Experts from the Faculty of Informatics have found how to determine the probable author of anonymous texts on the Internet based on sentence length or typical errors. They developed the tool in a project for the Ministry of the Interior. The Ministry appreciated their success by conferring a prize for exceptional results in the area of security research.
Programmers develop software for web text analysis in a project titled Natural Language Analysis in the Internet Environment. They primarily focus on posts written in Czech but they can also recognize English. The new program is designed to help the police detect extremism on the Internet, but it is already clear that its scope of applicability will be much broader.
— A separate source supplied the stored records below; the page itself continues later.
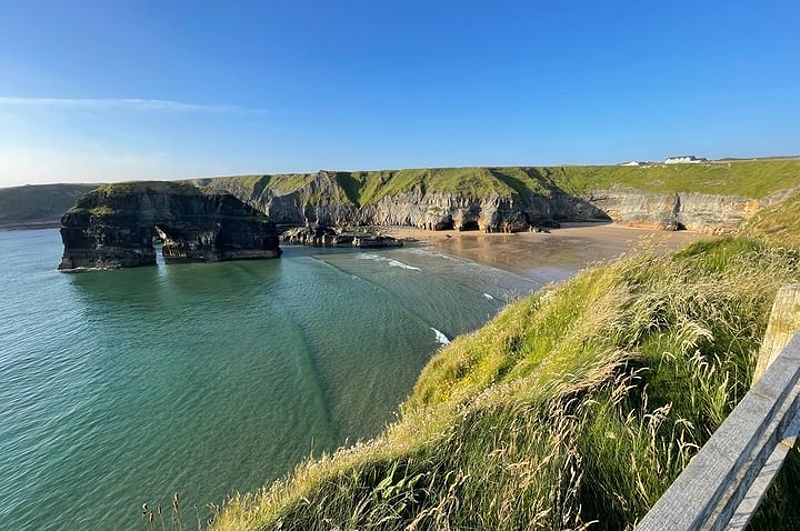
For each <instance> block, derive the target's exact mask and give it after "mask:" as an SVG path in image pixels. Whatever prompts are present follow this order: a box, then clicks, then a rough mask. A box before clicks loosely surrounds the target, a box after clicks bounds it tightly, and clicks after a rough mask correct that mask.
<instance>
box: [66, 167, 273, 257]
mask: <svg viewBox="0 0 800 531" xmlns="http://www.w3.org/2000/svg"><path fill="white" fill-rule="evenodd" d="M61 240H62V242H63V243H64V255H63V258H62V260H61V264H60V265H59V267H58V268H59V270H62V271H71V270H81V269H115V268H121V267H137V266H145V265H155V264H156V251H155V248H154V246H153V242H154V241H155V240H160V241H161V243H162V253H163V256H164V260H165V262H167V263H181V262H217V261H221V260H239V259H251V258H273V257H278V256H280V254H281V250H280V248H279V247H278V234H277V231H276V230H275V225H274V224H273V223H272V222H271V221H269V220H268V219H267V217H266V216H265V215H264V214H263V213H261V212H259V211H258V210H256V209H254V208H253V207H251V206H249V205H247V204H245V203H243V202H242V201H241V200H239V199H237V198H236V197H234V196H233V195H231V194H229V193H226V192H209V191H201V190H200V189H198V188H197V187H195V186H192V185H190V184H186V183H174V182H158V181H155V182H133V183H119V184H111V185H103V186H100V187H99V188H97V189H95V190H93V191H92V192H89V193H88V194H86V195H85V196H84V197H83V198H81V199H80V200H79V201H78V202H77V204H76V205H75V206H74V207H72V208H71V209H70V210H69V211H67V212H66V213H65V214H64V216H63V217H62V218H61Z"/></svg>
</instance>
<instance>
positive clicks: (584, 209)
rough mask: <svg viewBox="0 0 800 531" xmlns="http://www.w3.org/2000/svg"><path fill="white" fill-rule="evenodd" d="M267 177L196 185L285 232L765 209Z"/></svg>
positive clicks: (501, 225)
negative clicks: (235, 199)
mask: <svg viewBox="0 0 800 531" xmlns="http://www.w3.org/2000/svg"><path fill="white" fill-rule="evenodd" d="M345 175H348V174H345ZM268 177H269V176H264V177H262V178H261V179H258V178H254V177H249V178H236V177H231V178H221V179H207V180H203V181H196V184H197V185H198V186H201V187H205V188H209V189H213V190H226V191H229V192H230V193H232V194H234V195H236V196H237V197H239V198H240V199H242V200H243V201H245V202H247V203H249V204H250V205H252V206H254V207H255V208H257V209H259V210H261V211H262V212H264V213H266V214H267V215H268V216H269V217H270V219H272V220H273V221H275V222H276V223H278V224H284V225H287V226H288V225H303V224H322V225H330V226H354V225H392V226H412V227H418V228H423V229H429V230H446V229H457V230H482V231H486V232H517V231H524V230H528V229H529V228H531V227H534V226H536V227H553V226H557V225H558V222H562V221H614V222H617V223H621V224H627V225H632V226H638V227H646V228H655V229H660V230H680V229H688V230H693V231H700V232H709V233H723V232H728V231H732V230H735V229H736V227H738V226H739V225H740V224H741V223H742V222H743V221H745V220H747V219H748V218H749V217H750V216H752V215H753V214H754V213H755V212H757V211H758V210H759V209H760V208H761V207H762V206H763V204H764V202H762V201H759V200H755V199H747V198H741V197H736V196H723V195H712V194H701V193H653V192H644V191H639V190H635V189H630V188H625V187H621V186H614V187H610V188H608V189H604V190H597V191H589V192H579V193H577V192H568V191H565V190H564V189H562V188H560V187H559V186H557V185H556V184H554V183H553V182H552V181H547V180H543V182H544V186H542V187H541V188H539V189H537V190H533V189H530V188H526V187H525V186H521V185H518V186H515V187H514V188H513V189H509V191H507V192H502V193H501V192H494V191H490V192H488V193H484V194H481V195H480V196H478V195H477V194H469V193H463V192H458V191H456V192H441V191H431V190H429V189H426V187H425V186H424V185H422V184H419V185H415V186H412V187H411V188H410V189H408V190H400V191H395V192H394V193H387V194H384V195H383V196H381V197H380V198H378V199H376V200H370V201H368V202H363V203H359V200H358V198H357V197H356V198H354V197H352V196H353V195H355V194H353V193H351V194H349V195H348V194H347V192H346V190H345V189H344V187H343V186H342V174H341V173H335V172H325V171H320V172H318V173H317V174H313V175H309V176H306V178H305V179H304V180H303V181H301V182H299V183H298V184H299V185H298V186H297V187H296V188H294V189H290V190H286V189H281V188H275V187H273V186H270V185H271V184H273V183H271V181H270V180H269V178H268Z"/></svg>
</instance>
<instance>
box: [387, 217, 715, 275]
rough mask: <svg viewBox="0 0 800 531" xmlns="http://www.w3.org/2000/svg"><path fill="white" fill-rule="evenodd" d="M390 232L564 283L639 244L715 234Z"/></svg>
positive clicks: (520, 270) (687, 232)
mask: <svg viewBox="0 0 800 531" xmlns="http://www.w3.org/2000/svg"><path fill="white" fill-rule="evenodd" d="M384 234H386V235H388V236H392V237H394V238H398V239H408V238H411V239H413V240H416V241H414V242H413V243H411V245H414V246H419V247H423V248H427V249H432V250H435V251H438V252H442V253H444V254H447V255H449V256H454V257H458V258H462V259H467V260H471V261H474V262H478V263H480V264H484V265H488V266H490V267H495V268H497V269H501V270H504V271H508V272H511V273H515V274H517V275H520V276H522V277H524V278H527V279H529V280H533V281H536V282H541V283H549V282H558V281H561V280H564V279H566V278H569V277H571V276H573V275H574V274H575V273H577V272H578V271H580V270H581V269H583V268H585V267H586V266H588V265H590V264H592V263H594V262H597V261H602V260H609V259H613V258H616V257H618V256H619V255H621V254H624V253H626V252H630V251H635V250H636V249H655V250H656V251H663V252H669V251H674V250H677V249H679V248H682V247H685V246H686V245H689V244H691V243H694V242H696V241H699V240H704V239H706V240H707V239H713V238H715V236H713V235H709V234H704V233H699V232H689V231H663V230H655V229H647V228H640V227H628V226H624V225H618V224H615V223H564V224H562V228H559V229H551V231H550V232H549V233H547V232H542V233H535V232H518V233H510V234H509V233H484V232H479V231H468V232H467V231H463V232H459V231H456V230H447V231H427V230H422V229H416V228H391V229H389V230H387V231H386V232H385V233H384Z"/></svg>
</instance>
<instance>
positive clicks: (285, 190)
mask: <svg viewBox="0 0 800 531" xmlns="http://www.w3.org/2000/svg"><path fill="white" fill-rule="evenodd" d="M329 173H330V175H332V178H333V179H334V181H335V183H333V185H334V186H333V189H335V190H336V193H335V196H334V197H333V198H331V197H327V196H323V195H322V194H321V193H319V192H318V193H317V194H316V195H315V196H310V197H309V200H310V201H311V202H326V201H331V200H332V201H334V202H339V203H343V204H354V205H369V204H373V203H376V202H378V201H380V200H381V199H382V198H384V197H387V196H393V195H395V194H398V193H402V192H407V191H409V190H412V189H414V188H421V189H423V190H425V191H426V192H445V193H458V194H461V195H463V196H470V197H477V198H482V197H486V196H489V195H499V196H504V197H508V196H512V195H523V194H527V193H531V192H533V193H537V194H543V195H549V194H550V193H552V192H553V191H555V190H563V191H565V192H568V193H583V192H587V191H590V190H599V189H604V188H609V187H612V186H624V187H628V188H633V189H638V190H643V191H650V192H663V193H673V192H704V193H710V194H721V195H738V196H742V197H751V198H763V197H766V196H768V195H769V194H771V193H773V192H776V191H779V190H786V189H790V188H795V187H798V186H800V160H798V159H788V160H760V161H736V162H730V163H728V162H725V163H713V164H711V163H710V164H683V165H673V166H664V165H658V166H652V167H626V166H559V167H549V168H544V167H539V168H536V167H507V168H431V169H410V170H384V171H365V172H329ZM313 180H314V174H300V173H295V174H282V175H243V176H233V177H218V178H214V179H200V180H197V181H194V182H196V183H198V184H201V185H202V186H206V187H209V188H212V189H224V190H229V191H233V192H234V193H237V195H240V196H241V195H242V194H241V193H239V192H246V193H247V195H249V196H250V197H253V198H257V197H258V196H260V194H262V193H263V192H264V191H265V190H276V191H280V192H291V191H293V190H301V189H303V188H304V187H306V186H307V185H308V184H309V183H311V182H312V181H313ZM124 184H125V183H123V185H124ZM92 188H93V186H90V185H72V184H57V185H43V186H28V187H17V188H5V189H0V225H4V224H5V225H8V224H13V223H17V224H19V223H31V222H49V223H55V222H57V221H58V219H59V218H60V216H61V214H62V213H63V212H64V211H66V210H67V209H68V208H69V207H71V206H72V205H73V204H74V203H75V201H76V200H77V199H78V198H79V197H80V196H81V195H82V194H84V193H86V192H88V191H89V190H91V189H92Z"/></svg>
More than ten members of the Natural Language Processing Centre at the Faculty of Informatics of Masaryk University are involved in development. The first item on the list of their successes is the creation of a tool for automatic recognition of writer's style. “Examples of such style properties include sentence or word length, frequency of parts of speech, sentence structure complexity, typical errors and the like,” describes the head Karel Pala. This method allows to determine whether two documents were written by the same author or to select the most probable author of an anonymous document from a list of known authors.
The scientists collected the prize of the Ministry of Interior precisely for these successes. “The tool we have developed currently provides the best results for Czech also in comparison with other Slavic languages,” explain another member of the research team, Aleš Horák.
However, the prize is not the end of work of computer scientists in Brno. “We plan further development, which will allow determining the author's probable level of education or gender or whether it is a translation from another language,” Pala and Horák add. The Ministry of the Interior is now testing the programme with good results.